Why It Hasn’t Been Approved
MK-677 works by mimicking the hunger hormone ghrelin, binding to ghrelin receptors in the brain and triggering a sustained increase in growth hormone and IGF-1 levels. It was originally investigated as a potential treatment for growth hormone deficiency, muscle wasting, and osteoporosis. Clinical trials were conducted, but the compound never made it through the full approval process.
The long-term safety profile remains uncertain. Because MK-677 raises growth hormone levels for extended periods, there are concerns about effects on blood sugar regulation, insulin sensitivity, and the potential to promote the growth of existing tumors. These aren’t just theoretical worries. They are the kinds of safety signals that stall a drug in clinical development, and they are a core reason the compound remains investigational rather than approved.

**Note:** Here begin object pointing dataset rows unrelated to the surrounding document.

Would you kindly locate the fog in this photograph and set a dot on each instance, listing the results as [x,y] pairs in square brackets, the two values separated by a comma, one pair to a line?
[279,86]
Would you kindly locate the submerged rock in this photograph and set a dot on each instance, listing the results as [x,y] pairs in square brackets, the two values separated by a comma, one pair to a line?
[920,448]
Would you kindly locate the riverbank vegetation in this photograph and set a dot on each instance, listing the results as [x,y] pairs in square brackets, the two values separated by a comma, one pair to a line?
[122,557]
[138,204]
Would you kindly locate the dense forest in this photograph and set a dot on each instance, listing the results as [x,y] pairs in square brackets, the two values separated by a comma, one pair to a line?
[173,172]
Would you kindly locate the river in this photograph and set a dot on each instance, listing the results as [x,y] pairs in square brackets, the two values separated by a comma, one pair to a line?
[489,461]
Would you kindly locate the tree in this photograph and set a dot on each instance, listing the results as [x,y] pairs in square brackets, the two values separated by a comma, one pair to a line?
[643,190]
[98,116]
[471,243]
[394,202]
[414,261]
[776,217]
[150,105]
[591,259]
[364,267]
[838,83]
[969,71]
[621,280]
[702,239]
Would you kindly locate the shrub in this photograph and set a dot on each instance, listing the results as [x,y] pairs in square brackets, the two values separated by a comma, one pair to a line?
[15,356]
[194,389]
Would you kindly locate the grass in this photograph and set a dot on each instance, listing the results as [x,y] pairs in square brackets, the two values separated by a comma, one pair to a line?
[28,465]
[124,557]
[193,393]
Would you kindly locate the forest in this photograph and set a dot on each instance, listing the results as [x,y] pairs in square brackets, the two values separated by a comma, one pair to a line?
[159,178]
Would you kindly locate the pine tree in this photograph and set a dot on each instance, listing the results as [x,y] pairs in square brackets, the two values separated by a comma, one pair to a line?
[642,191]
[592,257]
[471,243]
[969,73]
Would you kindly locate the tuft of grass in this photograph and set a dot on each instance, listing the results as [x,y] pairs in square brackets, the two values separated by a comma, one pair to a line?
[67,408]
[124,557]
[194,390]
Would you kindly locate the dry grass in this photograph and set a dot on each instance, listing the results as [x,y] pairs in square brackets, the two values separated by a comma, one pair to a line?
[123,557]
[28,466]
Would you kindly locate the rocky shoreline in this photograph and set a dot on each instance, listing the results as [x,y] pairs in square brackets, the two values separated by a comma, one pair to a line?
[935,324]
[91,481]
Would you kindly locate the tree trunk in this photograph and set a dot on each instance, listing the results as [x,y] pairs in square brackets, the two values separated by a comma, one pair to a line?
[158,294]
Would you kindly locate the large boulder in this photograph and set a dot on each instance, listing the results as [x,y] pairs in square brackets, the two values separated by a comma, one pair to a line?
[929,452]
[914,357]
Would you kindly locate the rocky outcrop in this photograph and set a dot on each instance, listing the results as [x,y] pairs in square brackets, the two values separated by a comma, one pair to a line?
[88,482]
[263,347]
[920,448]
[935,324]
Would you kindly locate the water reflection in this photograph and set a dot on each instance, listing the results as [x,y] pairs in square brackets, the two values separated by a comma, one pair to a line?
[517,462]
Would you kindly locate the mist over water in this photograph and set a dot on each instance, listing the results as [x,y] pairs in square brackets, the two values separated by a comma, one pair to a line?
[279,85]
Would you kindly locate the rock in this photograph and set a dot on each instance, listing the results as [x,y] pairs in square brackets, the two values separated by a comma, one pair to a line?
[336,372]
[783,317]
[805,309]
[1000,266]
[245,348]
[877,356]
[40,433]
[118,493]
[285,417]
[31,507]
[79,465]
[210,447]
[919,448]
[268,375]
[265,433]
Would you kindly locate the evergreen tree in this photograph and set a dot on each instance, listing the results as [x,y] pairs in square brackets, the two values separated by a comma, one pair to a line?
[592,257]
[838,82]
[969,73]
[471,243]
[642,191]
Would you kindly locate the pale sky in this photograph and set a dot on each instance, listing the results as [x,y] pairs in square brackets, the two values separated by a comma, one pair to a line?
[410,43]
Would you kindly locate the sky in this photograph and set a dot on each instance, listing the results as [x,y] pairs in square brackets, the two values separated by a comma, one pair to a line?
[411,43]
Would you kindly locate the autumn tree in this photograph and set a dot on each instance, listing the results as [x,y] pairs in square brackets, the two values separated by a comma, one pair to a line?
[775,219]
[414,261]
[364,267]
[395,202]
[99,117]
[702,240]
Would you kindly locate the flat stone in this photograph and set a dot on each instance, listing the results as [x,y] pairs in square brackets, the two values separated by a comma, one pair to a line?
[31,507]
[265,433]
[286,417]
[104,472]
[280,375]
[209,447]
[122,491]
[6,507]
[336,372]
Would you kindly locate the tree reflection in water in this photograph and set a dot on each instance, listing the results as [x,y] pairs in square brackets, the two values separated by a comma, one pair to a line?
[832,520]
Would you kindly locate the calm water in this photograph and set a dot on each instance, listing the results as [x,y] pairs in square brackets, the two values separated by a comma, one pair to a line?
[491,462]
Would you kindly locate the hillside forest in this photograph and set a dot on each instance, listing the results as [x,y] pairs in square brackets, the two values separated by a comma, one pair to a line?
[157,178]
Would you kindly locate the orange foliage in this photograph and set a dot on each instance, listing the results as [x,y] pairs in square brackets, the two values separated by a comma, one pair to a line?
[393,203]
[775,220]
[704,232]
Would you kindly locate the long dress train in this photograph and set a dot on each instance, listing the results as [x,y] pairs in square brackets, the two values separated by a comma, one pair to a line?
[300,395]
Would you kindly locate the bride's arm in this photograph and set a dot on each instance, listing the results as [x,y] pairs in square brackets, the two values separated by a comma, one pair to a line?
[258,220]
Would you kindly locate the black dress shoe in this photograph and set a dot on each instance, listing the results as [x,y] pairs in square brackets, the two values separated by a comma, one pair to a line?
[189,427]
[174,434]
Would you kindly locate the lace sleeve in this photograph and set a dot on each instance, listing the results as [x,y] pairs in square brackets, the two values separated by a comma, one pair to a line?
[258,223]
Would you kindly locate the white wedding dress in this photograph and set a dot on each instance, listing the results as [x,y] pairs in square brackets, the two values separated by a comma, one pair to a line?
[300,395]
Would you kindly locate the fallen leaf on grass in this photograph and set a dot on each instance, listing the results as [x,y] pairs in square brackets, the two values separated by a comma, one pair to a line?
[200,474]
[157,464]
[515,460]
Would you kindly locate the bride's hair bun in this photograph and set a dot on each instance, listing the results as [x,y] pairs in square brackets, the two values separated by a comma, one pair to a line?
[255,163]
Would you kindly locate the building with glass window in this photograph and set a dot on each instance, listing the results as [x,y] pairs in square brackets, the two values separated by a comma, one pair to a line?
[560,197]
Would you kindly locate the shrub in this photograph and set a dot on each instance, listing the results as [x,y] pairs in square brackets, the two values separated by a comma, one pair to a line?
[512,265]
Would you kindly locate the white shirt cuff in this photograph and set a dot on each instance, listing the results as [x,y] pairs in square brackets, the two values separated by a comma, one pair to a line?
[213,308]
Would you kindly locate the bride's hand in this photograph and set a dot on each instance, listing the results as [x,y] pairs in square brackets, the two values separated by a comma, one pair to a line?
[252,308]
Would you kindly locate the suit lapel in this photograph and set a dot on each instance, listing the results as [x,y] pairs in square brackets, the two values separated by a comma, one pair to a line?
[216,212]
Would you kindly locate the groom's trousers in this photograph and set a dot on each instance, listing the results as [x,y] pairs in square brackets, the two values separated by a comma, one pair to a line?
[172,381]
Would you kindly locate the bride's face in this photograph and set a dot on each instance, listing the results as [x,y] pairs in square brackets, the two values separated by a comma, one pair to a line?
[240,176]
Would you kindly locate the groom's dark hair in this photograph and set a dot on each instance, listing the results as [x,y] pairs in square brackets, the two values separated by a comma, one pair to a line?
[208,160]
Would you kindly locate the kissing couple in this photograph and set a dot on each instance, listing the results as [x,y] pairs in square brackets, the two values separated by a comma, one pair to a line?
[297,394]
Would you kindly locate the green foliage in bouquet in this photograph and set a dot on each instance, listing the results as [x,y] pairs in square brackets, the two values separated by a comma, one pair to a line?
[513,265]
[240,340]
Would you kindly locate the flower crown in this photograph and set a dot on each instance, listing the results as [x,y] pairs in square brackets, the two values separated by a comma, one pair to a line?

What This Means If You’re Considering It
If you’re in the United States, possessing MK-677 for personal use is not a criminal offense the way possessing a controlled substance would be. But purchasing a product marketed for human consumption means buying something that is, by definition, illegally sold. The product has no quality controls, no standardized dosing, and no guarantee that what’s on the label matches what’s in the bottle. Independent testing of supplements sold online has repeatedly found inaccurate labeling, contamination, and mislabeled doses.
In Canada, the legal risk is more direct since selling and distributing the substance is explicitly illegal. In Australia, the substance sits outside any approved framework. And if you compete in any sport governed by anti-doping rules, using MK-677 at any point carries the risk of a serious suspension regardless of where you live.